Hover bars for details · Adjust inner radius to change donut depth · Toggle grid rings and value labels
A Radial Column Chart maps a standard bar chart onto a polar coordinate system. Each category is assigned an angular position (a radial divider), and its bar extends outward from a central baseline along that angle. The value scale is encoded by concentric circles: the innermost circle represents the lowest scale value (often zero), and each successive circle outward represents a higher value. Bar length — measured radially from the baseline to the bar's outer edge — encodes the quantitative value.
The result is that all bars share a common centre rather than a common baseline. The overall silhouette of the chart — the shape formed by the bar tips — becomes a gestalt encoding of the data's distribution. A symmetric silhouette indicates uniform values; a spiky silhouette reveals outliers; a smooth arc reveals cyclical progression.
The data has 12 categories (months) with an inherent cyclical order — January follows December, the data wraps. The radial column chart honours this cyclicality: the last bar and first bar are visually adjacent, so the viewer perceives the year as a continuous loop rather than a sequence with an arbitrary start and end.
The seasonal pattern produces a recognisable shape — a broad arc of tall summer bars, a compressed arc of short winter bars — that the viewer reads as a gestalt before reading individual values. This whole-shape perception is only possible because the bars share a common centre rather than a common baseline. For data that genuinely cycles, the radial form earns its coordinate distortion.

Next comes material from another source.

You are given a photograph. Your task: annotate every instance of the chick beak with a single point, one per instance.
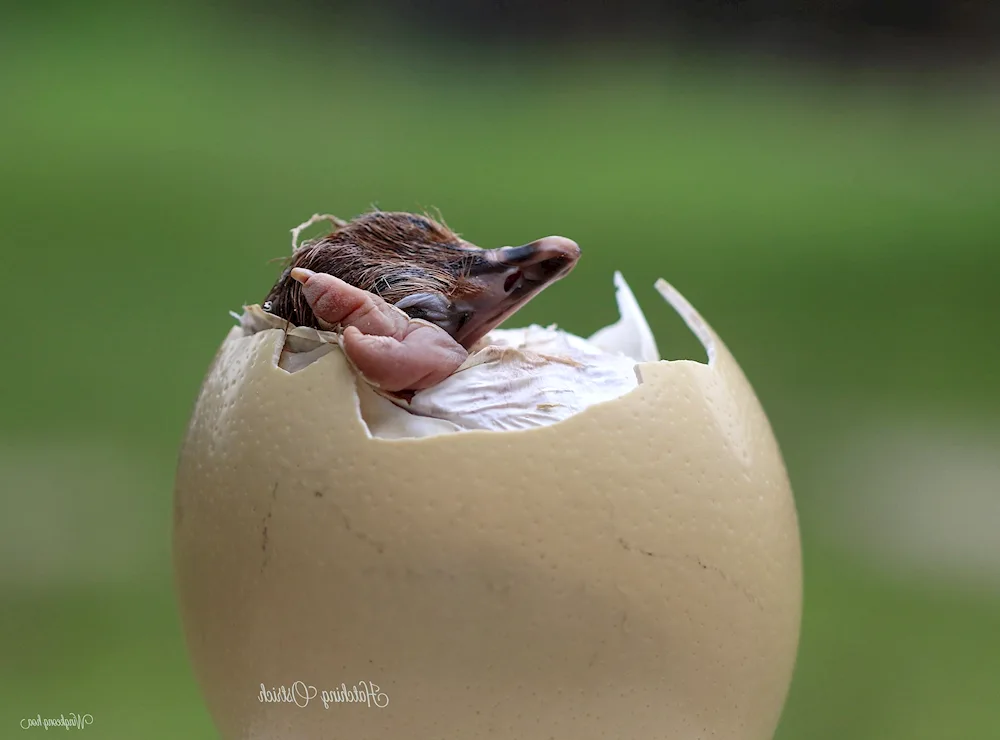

Radial columns suffer a well-documented perceptual distortion: bars further from the centre appear longer than equally-valued bars closer to it, because their outer arc is physically larger. This is the same distortion that makes pie slices and donut segments hard to compare precisely. The viewer's eye misjudges bar length when bars are at different angular positions, because length-along-a-radius is harder to compare than length-along-a-shared-baseline.
This cost is worth paying only when two conditions hold: (1) the data is genuinely cyclical — it wraps, and the adjacency of first and last categories is meaningful; (2) the message is about the overall shape, not precise value comparison between categories. If the message is "July is 18.3°F warmer than February," a standard bar chart delivers that comparison with far less cognitive effort. If the message is "the year forms a smooth temperature arc," the radial chart delivers it in a single glance.
A standard Bar Chart — the direct equivalent — plots the same 12 months as horizontal or vertical bars on a linear axis. It is more precise for value retrieval and supports direct comparison between any two bars. What it loses is the cyclical wrap: December and January appear at opposite ends of the chart, breaking the visual continuity of the seasonal loop. For non-cyclical categorical data, the bar chart is always preferable. The radial form is justified only by the calendar's circularity.
A Radial Bar Chart (the close relative) uses concentric arcs rather than radial bars — each category is assigned a ring, and its arc length encodes the value. The Radial Column Chart uses radial bars on shared rings. The distinction: Radial Bar compares categories by arc length (angle), which is harder to read than length; Radial Column uses bar length (radius), which is more legible but still inferior to a linear baseline.
FT Visual Vocabulary — Part-to-Whole / Comparison (cyclical variant). The Radial Column Chart sits in the Comparison category but is only appropriate when the categories have an inherent circular ordering. Without cyclicality, the polar coordinate distortion is pure cost with no benefit. Abela quadrant: Comparison (items, few periods — specialised for circular ordering). Tufte principle partially violated: the polar coordinate system introduces a non-data-ink distortion (outer bars appear larger than inner bars of equal value). The inner radius slider in this implementation lets the viewer control the "donut hole" size — a larger inner radius compresses the range of the radial scale, reducing the perceptual distortion at the cost of reducing the visual range between minimum and maximum values. Set inner radius to 0% to see the maximum distortion; set it to 60% to see the most compressed, least distorted version.